The text gets delivered to your iPhone. It produces no image. It offers no warning of any kind as an iMessage from somebody you don’t know delivered the malware directly onto your phone — and goes past Apple’s security systems.
Once inside, the spyware, produced by Israel’s NSO Group and licensed to one of its government clients, goes to work, according to forensic examiners for many whose phones were hacked the phone can be hacked multiple times with Pegasus, NSO’s signature surveillance tool.
Pegasus can collect emails, call records, social media posts, user passwords, contact lists, pictures, videos, sound recordings and browsing histories, according to security researchers and NSO marketing materials. The spyware can activate cameras or microphones to capture fresh images and recordings. It can listen to calls and voicemails.
It can collect location logs of where a user has been and also determine where that user is now, along with data indicating whether the person is stationary or, if moving, in which direction. And all of this can happen without a user even touching a phone.
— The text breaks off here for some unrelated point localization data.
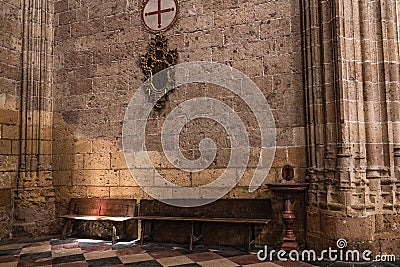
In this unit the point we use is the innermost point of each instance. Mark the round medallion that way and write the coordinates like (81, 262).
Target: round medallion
(159, 15)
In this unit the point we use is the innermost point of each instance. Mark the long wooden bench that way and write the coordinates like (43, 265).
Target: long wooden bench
(95, 209)
(227, 211)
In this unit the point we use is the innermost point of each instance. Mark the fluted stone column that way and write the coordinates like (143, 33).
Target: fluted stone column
(34, 198)
(351, 63)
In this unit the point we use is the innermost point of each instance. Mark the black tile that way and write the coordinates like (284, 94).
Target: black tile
(61, 241)
(9, 252)
(151, 263)
(35, 256)
(187, 265)
(230, 252)
(70, 258)
(104, 262)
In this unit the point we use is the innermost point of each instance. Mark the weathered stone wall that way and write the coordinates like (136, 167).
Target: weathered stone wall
(10, 75)
(97, 49)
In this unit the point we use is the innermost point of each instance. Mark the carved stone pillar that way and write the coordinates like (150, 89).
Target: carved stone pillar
(351, 63)
(34, 198)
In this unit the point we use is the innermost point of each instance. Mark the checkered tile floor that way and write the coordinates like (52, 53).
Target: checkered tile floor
(76, 253)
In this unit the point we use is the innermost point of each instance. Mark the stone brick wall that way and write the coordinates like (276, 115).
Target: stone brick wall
(97, 49)
(10, 72)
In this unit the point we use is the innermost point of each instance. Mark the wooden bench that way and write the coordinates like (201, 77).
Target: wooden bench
(95, 209)
(250, 212)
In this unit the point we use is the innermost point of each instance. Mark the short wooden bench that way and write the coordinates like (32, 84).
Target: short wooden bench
(250, 212)
(95, 209)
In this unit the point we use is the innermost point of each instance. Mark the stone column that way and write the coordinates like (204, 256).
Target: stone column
(351, 63)
(34, 198)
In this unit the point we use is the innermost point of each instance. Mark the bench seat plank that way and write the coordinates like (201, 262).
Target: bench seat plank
(96, 218)
(100, 209)
(205, 219)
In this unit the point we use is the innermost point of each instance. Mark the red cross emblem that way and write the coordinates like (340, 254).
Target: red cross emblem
(159, 15)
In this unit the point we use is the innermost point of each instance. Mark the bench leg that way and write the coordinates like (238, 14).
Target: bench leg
(191, 236)
(67, 225)
(142, 231)
(249, 235)
(114, 235)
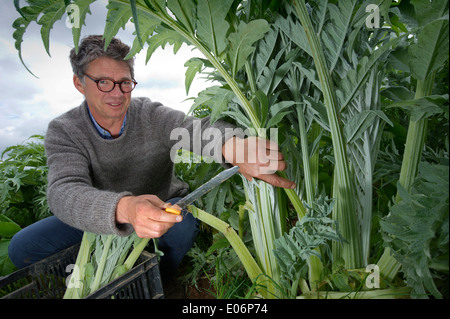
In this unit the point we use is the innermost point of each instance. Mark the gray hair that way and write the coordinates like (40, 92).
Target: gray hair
(92, 47)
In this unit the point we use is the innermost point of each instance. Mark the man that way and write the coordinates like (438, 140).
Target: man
(110, 169)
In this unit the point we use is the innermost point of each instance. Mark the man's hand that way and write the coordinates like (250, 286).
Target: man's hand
(146, 214)
(257, 157)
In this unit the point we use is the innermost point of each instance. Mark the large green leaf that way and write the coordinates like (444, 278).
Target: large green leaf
(417, 231)
(118, 16)
(83, 7)
(431, 50)
(242, 42)
(185, 12)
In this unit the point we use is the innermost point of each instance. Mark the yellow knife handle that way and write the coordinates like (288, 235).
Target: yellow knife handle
(173, 210)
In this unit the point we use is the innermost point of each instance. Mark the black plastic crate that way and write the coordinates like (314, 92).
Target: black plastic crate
(46, 279)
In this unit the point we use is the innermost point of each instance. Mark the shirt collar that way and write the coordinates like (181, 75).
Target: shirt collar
(104, 133)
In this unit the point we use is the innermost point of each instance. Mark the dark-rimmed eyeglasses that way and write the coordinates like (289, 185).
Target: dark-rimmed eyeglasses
(107, 85)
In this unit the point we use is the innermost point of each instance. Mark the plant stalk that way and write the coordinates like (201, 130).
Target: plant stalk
(254, 272)
(415, 142)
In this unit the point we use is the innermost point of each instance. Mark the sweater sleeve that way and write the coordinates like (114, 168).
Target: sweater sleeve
(71, 195)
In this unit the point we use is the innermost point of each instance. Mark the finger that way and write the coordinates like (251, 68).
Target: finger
(271, 145)
(160, 215)
(173, 209)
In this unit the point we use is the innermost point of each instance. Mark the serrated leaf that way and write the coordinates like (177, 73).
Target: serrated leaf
(51, 14)
(334, 34)
(29, 14)
(149, 25)
(241, 42)
(431, 50)
(212, 27)
(117, 17)
(163, 37)
(185, 11)
(194, 66)
(84, 9)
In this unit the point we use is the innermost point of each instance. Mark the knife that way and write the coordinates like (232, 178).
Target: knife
(202, 190)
Researchers have documented iPhone infections with Pegasus dozens of times in recent years, challenging Apple’s reputation for superior security when compared with its leading rivals, which run Android operating systems by Google.
Does the average person really have to worry about the governments breaking into their phone and listening to their conversations or surveilling them through their phone cameras? That’s unlikely. But the reports do suggest that people who have wholeheartedly bought into Apple’s marketing about how secure its devices are — and how hard Apple fights to ensure that security — might want to think again: iPhones can be hacked.